North Battleford Comprehensive High School (NBCHS) is one of three high schools in the city of North Battleford, Saskatchewan, Canada. NBCHS has a student body of around 1300 students, and a faculty of approximately 60 teachers.

==History==
Construction of the school was completed in 1970, and was originally opened as North Battleford Collegiate Institute. In 1974 the school took the name NBCHS. In 1997 the school's building was divided, and the North West Regional College was incorporated into the building. In January 1988 the school became one of four in the province to offer the International Baccalaureate Programme. As of August 27, 2007 North Battleford Comprehensive became a smoke-free zone.

==Notable staff==
- Gordon Barnhart – (History) – former Lieutenant Governor of Saskatchewan

==Notable alumni==
- Wade Belak - professional hockey player for the Nashville Predators
- Rueben Mayes - retired professional American football player
- W. Brett Wilson - Canadian entrepreneur and philanthropist
- Bruce Woloshyn - digital effects artist and supervisor with Method Studios

==Student Representative Council==
The SRC at NBCHS strives to make the school year more enjoyable for both students and staff. Meeting once a week, the SRC consists of representatives from each grade, a treasurer, secretary, and the Senior Ring and Pin of the school. While the grade representatives apply to be on the SRC, the other positions are elected by the student body.

==School sports==
The school has teams for Golf, Football, Volleyball, Curling, Track and Field, Wrestling, Badminton, and Cross Country Running Teams. Each team is successful in their respective category, and has won at least one provincial title at some point in time. The school's senior boys' basketball team has won the 4A provincial title two consecutive seasons (2008–2009 to 2009–2010).

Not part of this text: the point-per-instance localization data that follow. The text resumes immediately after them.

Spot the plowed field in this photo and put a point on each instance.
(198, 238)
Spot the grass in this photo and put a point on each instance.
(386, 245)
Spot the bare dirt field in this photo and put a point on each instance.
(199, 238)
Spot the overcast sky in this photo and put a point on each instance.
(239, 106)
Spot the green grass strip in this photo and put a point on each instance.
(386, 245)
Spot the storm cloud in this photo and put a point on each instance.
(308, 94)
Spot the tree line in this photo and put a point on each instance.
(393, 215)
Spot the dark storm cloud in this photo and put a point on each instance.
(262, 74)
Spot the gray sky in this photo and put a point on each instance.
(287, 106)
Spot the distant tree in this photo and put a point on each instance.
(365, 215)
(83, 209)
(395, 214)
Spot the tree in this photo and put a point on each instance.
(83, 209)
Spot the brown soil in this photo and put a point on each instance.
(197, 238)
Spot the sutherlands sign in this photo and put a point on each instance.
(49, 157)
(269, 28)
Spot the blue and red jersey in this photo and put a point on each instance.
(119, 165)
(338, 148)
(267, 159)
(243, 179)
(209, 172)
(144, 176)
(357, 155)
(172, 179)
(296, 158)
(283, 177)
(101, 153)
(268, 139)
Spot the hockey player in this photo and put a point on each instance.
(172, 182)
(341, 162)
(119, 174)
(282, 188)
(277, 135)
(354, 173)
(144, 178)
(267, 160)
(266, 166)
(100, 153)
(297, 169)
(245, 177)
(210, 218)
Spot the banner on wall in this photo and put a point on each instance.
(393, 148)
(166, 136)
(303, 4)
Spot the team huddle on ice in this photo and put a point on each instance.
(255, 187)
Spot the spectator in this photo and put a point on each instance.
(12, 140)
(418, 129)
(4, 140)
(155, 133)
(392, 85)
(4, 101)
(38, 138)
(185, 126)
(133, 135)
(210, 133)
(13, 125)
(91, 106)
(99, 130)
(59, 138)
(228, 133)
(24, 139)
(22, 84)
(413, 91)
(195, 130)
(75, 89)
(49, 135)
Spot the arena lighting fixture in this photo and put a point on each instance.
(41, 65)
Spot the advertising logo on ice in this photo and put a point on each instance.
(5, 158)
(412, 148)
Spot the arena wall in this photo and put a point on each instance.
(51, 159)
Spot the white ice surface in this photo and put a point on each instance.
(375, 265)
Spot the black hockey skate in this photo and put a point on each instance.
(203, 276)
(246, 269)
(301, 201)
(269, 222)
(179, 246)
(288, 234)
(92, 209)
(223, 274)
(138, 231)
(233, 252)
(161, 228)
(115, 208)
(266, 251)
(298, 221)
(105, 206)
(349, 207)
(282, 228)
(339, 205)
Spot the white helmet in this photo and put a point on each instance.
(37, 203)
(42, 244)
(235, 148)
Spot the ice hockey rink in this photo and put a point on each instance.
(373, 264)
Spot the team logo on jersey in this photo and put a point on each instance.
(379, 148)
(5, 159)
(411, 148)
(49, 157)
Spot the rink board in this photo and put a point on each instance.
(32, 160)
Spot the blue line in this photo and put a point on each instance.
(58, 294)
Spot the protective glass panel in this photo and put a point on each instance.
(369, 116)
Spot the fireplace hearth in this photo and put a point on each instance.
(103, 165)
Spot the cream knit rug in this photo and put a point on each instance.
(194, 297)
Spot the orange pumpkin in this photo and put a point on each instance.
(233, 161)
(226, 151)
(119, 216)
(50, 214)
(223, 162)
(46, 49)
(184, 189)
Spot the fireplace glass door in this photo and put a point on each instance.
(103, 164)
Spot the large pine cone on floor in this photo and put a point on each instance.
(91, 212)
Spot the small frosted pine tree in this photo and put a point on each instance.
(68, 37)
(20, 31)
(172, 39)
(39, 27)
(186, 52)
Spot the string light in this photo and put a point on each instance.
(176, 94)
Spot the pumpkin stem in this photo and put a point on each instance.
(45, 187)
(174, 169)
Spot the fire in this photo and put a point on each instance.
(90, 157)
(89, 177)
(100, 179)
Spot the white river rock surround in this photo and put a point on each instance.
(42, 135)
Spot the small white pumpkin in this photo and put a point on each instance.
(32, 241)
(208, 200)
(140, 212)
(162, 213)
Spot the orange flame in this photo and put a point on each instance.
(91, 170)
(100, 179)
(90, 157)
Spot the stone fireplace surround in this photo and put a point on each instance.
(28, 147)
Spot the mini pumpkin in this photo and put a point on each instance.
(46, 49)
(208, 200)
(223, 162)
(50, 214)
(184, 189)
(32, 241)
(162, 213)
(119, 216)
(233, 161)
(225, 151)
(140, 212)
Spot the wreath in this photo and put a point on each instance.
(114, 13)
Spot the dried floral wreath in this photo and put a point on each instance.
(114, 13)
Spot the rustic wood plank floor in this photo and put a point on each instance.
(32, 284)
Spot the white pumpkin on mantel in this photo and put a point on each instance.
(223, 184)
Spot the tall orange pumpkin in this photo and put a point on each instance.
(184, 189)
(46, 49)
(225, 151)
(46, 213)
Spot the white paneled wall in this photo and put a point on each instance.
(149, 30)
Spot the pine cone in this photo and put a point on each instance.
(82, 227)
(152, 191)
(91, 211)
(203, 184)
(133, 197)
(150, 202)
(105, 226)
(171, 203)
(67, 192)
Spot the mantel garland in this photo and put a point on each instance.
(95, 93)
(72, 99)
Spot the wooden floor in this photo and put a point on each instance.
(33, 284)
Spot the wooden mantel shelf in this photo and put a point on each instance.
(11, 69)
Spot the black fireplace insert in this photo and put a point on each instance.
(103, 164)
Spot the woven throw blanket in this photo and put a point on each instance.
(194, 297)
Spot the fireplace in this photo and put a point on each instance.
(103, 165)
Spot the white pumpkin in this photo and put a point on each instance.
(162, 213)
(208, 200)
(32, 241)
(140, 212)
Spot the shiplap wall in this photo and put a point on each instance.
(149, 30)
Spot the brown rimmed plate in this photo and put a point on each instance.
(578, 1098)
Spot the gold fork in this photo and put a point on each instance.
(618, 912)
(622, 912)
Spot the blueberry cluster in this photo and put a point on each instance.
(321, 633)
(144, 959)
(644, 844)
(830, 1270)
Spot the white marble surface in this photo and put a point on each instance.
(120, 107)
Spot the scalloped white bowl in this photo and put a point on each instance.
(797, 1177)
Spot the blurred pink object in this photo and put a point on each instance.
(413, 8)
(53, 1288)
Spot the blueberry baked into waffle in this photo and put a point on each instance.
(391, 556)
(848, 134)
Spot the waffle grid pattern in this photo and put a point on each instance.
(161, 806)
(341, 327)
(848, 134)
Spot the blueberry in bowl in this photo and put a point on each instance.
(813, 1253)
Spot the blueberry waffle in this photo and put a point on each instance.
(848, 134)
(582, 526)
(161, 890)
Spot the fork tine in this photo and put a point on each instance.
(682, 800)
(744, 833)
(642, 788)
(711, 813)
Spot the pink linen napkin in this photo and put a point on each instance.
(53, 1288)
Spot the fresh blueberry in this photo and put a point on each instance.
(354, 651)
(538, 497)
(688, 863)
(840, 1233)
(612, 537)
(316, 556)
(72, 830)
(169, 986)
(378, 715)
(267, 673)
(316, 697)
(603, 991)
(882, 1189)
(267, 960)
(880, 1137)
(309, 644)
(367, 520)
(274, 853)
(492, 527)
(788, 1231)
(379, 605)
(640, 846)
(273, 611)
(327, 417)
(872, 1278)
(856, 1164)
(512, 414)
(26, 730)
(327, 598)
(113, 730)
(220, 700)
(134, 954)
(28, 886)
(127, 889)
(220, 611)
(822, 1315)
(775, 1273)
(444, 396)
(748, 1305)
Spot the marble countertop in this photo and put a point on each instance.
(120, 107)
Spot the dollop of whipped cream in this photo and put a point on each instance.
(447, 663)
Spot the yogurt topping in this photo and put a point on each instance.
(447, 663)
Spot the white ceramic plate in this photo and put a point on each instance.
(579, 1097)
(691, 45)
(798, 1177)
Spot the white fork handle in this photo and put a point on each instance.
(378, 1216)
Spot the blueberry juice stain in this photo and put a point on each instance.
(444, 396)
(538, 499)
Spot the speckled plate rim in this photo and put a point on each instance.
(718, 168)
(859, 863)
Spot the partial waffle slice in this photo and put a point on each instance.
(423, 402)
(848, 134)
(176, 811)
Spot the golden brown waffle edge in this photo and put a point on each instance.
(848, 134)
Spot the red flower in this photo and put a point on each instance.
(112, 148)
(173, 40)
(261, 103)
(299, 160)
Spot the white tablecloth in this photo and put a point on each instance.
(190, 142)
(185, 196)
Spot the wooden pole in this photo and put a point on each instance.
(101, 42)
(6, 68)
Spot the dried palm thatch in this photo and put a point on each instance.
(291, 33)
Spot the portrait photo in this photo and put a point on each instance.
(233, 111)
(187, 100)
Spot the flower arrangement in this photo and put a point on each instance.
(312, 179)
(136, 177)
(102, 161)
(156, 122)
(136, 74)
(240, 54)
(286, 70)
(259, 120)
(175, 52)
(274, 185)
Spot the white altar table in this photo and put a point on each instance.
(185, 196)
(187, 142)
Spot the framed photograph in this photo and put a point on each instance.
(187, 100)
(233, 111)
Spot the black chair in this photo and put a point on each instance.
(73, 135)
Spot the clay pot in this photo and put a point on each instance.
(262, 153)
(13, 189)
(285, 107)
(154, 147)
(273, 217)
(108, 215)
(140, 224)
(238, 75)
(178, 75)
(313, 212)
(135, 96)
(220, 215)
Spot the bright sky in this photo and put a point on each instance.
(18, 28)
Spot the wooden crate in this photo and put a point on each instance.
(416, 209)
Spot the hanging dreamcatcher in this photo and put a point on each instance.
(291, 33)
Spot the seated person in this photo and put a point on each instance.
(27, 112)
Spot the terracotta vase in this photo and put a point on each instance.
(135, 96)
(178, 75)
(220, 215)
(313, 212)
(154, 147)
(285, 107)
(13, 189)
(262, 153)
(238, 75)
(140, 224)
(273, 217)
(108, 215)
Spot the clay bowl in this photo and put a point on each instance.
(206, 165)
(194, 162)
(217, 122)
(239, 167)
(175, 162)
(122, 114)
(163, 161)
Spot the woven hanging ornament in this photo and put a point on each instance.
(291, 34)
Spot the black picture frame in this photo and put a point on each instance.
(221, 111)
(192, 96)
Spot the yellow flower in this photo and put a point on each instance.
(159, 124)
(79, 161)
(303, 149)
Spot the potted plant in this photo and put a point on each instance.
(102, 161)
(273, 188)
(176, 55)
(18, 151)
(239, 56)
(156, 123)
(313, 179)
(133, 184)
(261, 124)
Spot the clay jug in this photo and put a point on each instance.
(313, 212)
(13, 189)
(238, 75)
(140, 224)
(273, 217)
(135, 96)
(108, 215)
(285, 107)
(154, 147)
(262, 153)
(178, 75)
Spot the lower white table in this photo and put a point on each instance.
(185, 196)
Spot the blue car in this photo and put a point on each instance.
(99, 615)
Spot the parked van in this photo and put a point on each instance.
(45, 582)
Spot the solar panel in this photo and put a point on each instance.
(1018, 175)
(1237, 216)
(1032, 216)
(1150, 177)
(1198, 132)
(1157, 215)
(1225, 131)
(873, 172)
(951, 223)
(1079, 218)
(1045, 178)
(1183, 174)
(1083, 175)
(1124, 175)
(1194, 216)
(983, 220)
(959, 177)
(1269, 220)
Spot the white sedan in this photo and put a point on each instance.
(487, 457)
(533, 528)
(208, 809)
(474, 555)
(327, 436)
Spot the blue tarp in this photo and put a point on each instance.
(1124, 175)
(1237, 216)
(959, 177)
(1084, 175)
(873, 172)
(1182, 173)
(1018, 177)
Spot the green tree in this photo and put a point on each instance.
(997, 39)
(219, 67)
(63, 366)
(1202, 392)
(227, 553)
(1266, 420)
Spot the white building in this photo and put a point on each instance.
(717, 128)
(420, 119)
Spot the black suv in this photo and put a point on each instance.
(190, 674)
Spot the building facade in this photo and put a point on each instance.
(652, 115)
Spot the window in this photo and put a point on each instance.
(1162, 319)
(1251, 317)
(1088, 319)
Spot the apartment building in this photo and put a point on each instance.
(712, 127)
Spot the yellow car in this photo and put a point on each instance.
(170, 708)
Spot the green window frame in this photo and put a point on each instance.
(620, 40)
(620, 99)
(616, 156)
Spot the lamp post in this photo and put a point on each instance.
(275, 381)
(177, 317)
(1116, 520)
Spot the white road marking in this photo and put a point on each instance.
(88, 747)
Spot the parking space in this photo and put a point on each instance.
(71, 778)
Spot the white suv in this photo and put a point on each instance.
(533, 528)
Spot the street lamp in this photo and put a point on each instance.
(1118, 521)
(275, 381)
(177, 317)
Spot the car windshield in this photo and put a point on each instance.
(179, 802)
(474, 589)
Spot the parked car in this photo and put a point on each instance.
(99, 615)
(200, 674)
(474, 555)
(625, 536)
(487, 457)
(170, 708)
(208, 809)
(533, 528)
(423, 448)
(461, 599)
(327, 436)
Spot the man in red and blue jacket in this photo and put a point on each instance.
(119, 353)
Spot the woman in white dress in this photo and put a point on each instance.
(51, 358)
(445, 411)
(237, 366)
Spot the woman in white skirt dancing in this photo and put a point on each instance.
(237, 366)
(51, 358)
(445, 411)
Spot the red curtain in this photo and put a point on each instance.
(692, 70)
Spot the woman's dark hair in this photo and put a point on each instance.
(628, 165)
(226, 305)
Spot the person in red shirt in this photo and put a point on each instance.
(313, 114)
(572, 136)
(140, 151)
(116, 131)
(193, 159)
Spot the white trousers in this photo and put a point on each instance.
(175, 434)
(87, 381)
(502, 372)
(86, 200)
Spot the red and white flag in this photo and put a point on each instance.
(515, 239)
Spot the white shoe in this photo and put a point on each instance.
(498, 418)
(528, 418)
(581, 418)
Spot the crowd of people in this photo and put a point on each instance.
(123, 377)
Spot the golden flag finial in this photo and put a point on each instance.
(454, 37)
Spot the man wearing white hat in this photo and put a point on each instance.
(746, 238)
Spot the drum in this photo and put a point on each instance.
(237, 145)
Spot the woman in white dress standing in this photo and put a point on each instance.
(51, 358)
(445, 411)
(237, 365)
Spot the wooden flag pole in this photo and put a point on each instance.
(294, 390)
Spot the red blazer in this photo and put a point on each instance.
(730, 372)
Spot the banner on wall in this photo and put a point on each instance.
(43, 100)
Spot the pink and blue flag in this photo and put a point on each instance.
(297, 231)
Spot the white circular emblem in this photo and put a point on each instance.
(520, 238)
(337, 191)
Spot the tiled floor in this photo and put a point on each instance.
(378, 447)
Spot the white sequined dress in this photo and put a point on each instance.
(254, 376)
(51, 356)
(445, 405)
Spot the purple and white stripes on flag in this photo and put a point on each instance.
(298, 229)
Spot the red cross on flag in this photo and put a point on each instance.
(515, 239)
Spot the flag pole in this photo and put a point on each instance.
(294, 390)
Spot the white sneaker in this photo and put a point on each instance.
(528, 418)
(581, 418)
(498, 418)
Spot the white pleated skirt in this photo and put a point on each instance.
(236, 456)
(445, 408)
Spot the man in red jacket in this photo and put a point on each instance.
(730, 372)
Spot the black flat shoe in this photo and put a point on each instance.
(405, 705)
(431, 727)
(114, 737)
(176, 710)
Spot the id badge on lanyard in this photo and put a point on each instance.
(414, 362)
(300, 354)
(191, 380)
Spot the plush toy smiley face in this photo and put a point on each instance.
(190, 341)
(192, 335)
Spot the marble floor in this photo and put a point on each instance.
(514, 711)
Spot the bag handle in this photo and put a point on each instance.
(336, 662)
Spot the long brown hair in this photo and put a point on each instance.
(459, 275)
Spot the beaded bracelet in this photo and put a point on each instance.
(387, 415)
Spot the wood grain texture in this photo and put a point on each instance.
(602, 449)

The senior boys volleyball team placed second at the Volleyball Provincials in 2011.
The junior football team won the KFL championship 2014 team. The Senior Vikings Football team recently won the 3A provincial football championship in 2017.

==School clubs==
The North Battleford Comprehensive High School offers a variety of clubs, providing students with a multitude of opportunities to participate in extracurricular activities. These clubs include the pottery club, the book club, radio club, drama club, and the film club. The school also places a mock trial team in competition for the McKercher Cup, sponsored by the Canadian Bar Association.

Vice Principal Daryl Wing headed the now-gone 'Rockstar Club' with his band Highway 4 North who had, over the course of the 2010-2011 scholastic year, learnt 3 songs, all of them covers. Their most popular cover song was 'Shine' by Collective Soul. It had become an unofficial anthem for the school, being heard at almost every school event throughout the year.

The Encounters with Canada allows students aged 14–17 to travel to Ottawa to gather knowledge about Canada's history and meet accomplished Canadians who will give them knowledge for their future endeavours.